If you manage a website for an international organization, NGO, or government agency, there's a question you should be asking right now: is your content being used to train large language models?
The honest answer for most organizations is: you don't know. And that's a problem.
The invisible harvest
Since 2022, AI companies have been systematically crawling the web to feed their models. Common Crawl, the open dataset that underpins many LLMs, contains over 250 billion pages. Your annual report, your policy briefs, your carefully crafted programme descriptions—chances are they're already in there.

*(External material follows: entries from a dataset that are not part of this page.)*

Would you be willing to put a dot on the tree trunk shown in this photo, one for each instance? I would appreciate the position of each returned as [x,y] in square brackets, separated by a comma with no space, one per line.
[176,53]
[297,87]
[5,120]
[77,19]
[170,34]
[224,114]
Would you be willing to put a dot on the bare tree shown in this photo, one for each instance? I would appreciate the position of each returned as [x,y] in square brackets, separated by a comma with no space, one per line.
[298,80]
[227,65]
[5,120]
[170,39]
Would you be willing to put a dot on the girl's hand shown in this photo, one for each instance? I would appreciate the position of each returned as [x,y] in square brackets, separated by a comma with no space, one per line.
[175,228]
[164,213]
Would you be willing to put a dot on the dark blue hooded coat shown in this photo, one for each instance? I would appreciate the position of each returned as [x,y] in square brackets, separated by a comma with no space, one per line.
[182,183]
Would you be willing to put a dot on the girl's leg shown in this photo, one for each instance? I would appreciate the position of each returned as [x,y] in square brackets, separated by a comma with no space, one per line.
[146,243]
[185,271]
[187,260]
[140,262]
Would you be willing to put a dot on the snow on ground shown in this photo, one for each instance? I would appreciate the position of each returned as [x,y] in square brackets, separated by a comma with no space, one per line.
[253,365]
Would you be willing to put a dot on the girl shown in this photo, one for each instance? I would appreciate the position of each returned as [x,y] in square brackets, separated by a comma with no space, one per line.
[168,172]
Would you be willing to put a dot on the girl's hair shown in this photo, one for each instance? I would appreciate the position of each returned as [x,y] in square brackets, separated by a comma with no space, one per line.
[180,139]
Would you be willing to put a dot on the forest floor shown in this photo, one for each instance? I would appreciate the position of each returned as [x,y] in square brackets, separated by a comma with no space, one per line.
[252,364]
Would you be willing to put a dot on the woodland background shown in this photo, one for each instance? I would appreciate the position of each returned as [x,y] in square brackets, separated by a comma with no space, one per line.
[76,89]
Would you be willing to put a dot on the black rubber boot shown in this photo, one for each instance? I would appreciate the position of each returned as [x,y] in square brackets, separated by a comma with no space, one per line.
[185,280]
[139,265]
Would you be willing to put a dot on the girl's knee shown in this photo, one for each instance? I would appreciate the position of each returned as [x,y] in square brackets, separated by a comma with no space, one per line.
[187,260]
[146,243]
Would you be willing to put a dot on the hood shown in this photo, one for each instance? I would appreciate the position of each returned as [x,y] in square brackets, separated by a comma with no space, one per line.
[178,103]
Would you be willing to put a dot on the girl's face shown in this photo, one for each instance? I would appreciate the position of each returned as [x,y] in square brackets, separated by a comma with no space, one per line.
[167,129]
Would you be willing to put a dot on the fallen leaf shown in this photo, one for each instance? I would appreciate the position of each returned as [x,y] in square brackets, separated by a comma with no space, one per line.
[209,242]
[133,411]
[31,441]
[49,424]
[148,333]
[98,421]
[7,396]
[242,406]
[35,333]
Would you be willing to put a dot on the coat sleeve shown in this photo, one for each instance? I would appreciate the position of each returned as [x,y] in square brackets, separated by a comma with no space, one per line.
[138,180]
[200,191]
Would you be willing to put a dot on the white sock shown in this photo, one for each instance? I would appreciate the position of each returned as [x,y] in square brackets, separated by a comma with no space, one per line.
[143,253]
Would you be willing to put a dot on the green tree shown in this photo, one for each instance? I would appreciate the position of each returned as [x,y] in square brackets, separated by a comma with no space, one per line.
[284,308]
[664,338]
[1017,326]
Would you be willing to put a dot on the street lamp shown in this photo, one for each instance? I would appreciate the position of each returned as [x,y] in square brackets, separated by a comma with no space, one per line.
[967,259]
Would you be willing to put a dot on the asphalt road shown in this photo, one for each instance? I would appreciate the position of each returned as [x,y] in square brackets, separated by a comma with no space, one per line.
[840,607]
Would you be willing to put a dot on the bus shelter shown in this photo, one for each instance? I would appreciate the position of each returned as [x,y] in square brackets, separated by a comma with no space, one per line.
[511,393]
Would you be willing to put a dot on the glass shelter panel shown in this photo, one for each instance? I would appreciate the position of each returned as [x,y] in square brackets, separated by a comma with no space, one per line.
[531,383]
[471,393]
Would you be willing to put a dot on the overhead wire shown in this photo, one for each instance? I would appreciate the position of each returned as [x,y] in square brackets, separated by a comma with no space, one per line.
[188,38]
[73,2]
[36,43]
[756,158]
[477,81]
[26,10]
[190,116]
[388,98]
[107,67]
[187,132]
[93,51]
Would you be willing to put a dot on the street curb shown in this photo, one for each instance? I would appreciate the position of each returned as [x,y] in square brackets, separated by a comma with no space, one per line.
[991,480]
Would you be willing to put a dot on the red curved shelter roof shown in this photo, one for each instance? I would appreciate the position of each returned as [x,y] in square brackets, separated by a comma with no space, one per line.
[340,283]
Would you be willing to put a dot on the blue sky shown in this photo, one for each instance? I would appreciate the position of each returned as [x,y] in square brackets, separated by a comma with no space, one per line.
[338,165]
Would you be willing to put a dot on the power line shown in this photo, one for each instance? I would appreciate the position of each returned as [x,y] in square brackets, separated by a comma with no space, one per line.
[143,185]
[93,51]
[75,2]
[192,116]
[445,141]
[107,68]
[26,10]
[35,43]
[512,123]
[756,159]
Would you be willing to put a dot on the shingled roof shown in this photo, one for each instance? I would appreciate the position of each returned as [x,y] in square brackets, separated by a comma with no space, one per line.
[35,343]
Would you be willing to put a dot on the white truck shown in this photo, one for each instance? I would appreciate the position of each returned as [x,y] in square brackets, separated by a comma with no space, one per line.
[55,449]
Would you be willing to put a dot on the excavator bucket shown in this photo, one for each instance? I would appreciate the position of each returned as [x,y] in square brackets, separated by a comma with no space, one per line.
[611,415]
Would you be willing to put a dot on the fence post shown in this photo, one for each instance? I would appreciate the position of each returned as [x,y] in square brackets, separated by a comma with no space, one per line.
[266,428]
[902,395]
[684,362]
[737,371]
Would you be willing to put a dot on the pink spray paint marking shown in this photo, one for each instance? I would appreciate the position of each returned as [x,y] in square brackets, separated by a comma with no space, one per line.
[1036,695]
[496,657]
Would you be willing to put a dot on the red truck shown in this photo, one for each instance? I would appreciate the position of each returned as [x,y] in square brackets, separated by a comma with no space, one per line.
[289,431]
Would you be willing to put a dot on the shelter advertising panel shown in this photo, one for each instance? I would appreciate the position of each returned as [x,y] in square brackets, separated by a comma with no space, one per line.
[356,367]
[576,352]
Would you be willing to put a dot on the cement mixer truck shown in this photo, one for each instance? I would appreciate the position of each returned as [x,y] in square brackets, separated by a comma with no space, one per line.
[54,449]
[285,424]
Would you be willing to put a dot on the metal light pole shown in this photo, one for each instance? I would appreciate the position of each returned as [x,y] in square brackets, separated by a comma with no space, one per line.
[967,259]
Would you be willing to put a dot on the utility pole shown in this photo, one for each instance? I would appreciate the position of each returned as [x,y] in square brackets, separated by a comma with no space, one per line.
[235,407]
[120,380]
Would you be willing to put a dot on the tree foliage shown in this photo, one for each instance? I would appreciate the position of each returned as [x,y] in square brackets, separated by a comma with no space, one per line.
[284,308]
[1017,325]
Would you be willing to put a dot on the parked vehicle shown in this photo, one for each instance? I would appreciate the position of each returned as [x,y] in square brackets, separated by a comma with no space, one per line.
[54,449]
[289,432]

But the scraping goes beyond Common Crawl. Companies like OpenAI (GPTBot), Google (Google-Extended), Anthropic (ClaudeBot), and others operate their own crawlers. Each has a different user-agent string, different crawling behaviors, and different opt-out mechanisms.
For most organizations, nobody is watching.
What you can check right now
Step 1: Audit your server logs. Look for user-agent strings associated with known AI crawlers. The major ones include GPTBot, ClaudeBot, Google-Extended, CCBot (Common Crawl), Bytespider (ByteDance), and FacebookBot (Meta). If your IT team can pull access logs from the past 90 days, you'll have a baseline picture.
Step 2: Check your robots.txt. Navigate to yoursite.org/robots.txt. Does it mention any AI-specific crawlers? If your robots.txt hasn't been updated since 2023, the answer is almost certainly no. Most legacy configurations only account for traditional search engines.
Step 3: Test what AI models know about you. Ask ChatGPT, Claude, and Gemini specific questions about your organization. If they can accurately describe your programmes, quote your reports, or summarize your policy positions, your content has been ingested.
Why this matters more than you think
This isn't just a technical curiosity. For organizations that operate in regulated environments, handle sensitive information, or maintain strict brand guidelines, uncontrolled AI ingestion creates real risks.
Your content may be reproduced out of context. Your data could surface in AI outputs attributed to your organization—or worse, misattributed. And if your content includes information about vulnerable populations, the ethical implications are serious.
The governance gap
The reason most organizations haven't addressed this is simple: nobody owns it. IT thinks it's a communications issue. Communications thinks it's an IT issue. Legal hasn't been asked. And leadership doesn't know it's happening.
This is a content governance problem, and it needs a governance solution—not just a technical patch to robots.txt.
What to do next
Start with visibility. You can't govern what you can't see. Run the three checks above and document what you find. Then bring the results to a conversation that includes IT, communications, legal, and leadership.
The organizations that act now will have a strategic advantage. Those that wait will be playing catch-up—or dealing with consequences they didn't anticipate.